Francisco Olegario Segura was born on June 20, 1921, the eldest of 10 children of Domingo Segura and his wife, the former Francisca Cano. She gave birth to him aboard a barge on a river while trying to reach a hospital in Guayaquil, Ecuador, from the family home in Quevedo.
In addition to rickets, he also had malaria as a child, but doctors said that tennis would strengthen him.
He began playing while a ball boy at an exclusive club in Guayaquil, getting the job through a wealthy businessman who employed his father as a caretaker.
As a youngster, Mr. Segura was too small (he grew to 5 feet 6 inches and 150 pounds or so as a pro) and too weak to use the orthodox one-handed forehand so he developed his two-fisted shot.

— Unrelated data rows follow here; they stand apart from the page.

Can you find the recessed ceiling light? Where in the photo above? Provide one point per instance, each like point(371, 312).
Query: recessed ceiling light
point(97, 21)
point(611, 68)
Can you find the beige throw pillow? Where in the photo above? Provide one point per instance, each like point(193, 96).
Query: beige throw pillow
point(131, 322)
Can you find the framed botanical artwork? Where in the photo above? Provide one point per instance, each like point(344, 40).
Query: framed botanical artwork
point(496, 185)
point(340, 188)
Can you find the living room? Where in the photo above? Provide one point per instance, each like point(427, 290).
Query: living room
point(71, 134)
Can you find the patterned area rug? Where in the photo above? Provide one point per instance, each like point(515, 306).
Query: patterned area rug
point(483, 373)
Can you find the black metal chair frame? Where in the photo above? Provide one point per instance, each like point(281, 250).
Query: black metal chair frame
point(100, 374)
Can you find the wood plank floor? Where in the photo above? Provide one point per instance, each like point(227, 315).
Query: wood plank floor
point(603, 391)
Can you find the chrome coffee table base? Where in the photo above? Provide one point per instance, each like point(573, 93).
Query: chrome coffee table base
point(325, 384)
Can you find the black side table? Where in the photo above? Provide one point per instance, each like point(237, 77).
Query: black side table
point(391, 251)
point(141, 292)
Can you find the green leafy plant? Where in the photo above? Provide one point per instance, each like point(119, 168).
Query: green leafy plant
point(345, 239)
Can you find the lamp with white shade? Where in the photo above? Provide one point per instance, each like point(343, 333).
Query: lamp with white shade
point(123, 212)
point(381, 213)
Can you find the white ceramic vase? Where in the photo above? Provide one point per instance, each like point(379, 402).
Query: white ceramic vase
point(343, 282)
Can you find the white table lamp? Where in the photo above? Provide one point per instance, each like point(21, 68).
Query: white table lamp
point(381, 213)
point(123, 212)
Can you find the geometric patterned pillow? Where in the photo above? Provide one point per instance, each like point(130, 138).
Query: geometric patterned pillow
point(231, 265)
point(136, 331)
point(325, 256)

He was a prominent player in South America before winning national collegiate titles at Miami. In addition to his strong showings at Forest Hills in the forerunner of the US Open, Mr. Segura won the US clay-court championship and the national indoor championship in the mid-1940s.
Playing on Kramer’s tour before the arrival of open tennis in 1968 brought huge paydays for pros; Mr. Segura’s largest prize money for a single event was $5,000, as he recalled it. He won that when he bested Gonzalez in Australia.
“I beat Gonzalez, 13-11, in the fifth in Sydney, but on the tour I made $300 a week and had to drive 500 miles every night,” he said.
But he played with royalty and with celebrities in settings he could hardly have imagined while growing up in Ecuador.
“I played on islands that were specks in the Indian Ocean,” he told the Los Angeles Times in 1991. “I played for the sheikh of Kuwait and I played at midnight in Madrid for $1,000. Errol Flynn used to send a car to pick me up.”
After leaving the pro tour in 1962, Mr. Segura became a teaching pro at the Beverly Hills Tennis Club and what is now the Omni La Costa Resort & Spa in Carlsbad, near San Diego. He lived at the resort.
In the late 1960s, Mr. Segura honed Connors’s game at the request of his mother, Gloria, who had played in the US Nationals in the mid-1940s and was coaching her son, but took him to the Los Angeles area so he could work with Mr. Segura.
“He would draw plays on napkins,” Connors once remembered. “Like he’d say, ‘When you hit a good return, move here,’ and he’d draw an arrow.”
“He is the player I always wanted to be,” Mr. Segura told The New York Times in 1977.
In his 2009 memoir, “As It Was,” Mulloy wrote, “In my humble opinion, Segura is the most astute authority on tennis other than myself!”
In addition to his son, from his marriage to his first wife, the former Virginia Smith, which ended in divorce, Mr. Segura leaves his second wife, the former Beverley Moylan; his daughter, Maria Segura, from that marriage; his sisters Catalina, Olivera, and Eleanor Segura; a brother, Andres, and four grandchildren.
Mr. Segura became a US citizen in 1991. In his late 80s, reflecting on his life, he reveled in the possibilities that tennis held even for a poor youngster like himself.
“It’s a great test of democracy in action,” he told ESPN. “Just you and me, baby. Doesn’t matter how much you have, or who your dad is, or if you went to Harvard or Yale or whatever. Just you and me.”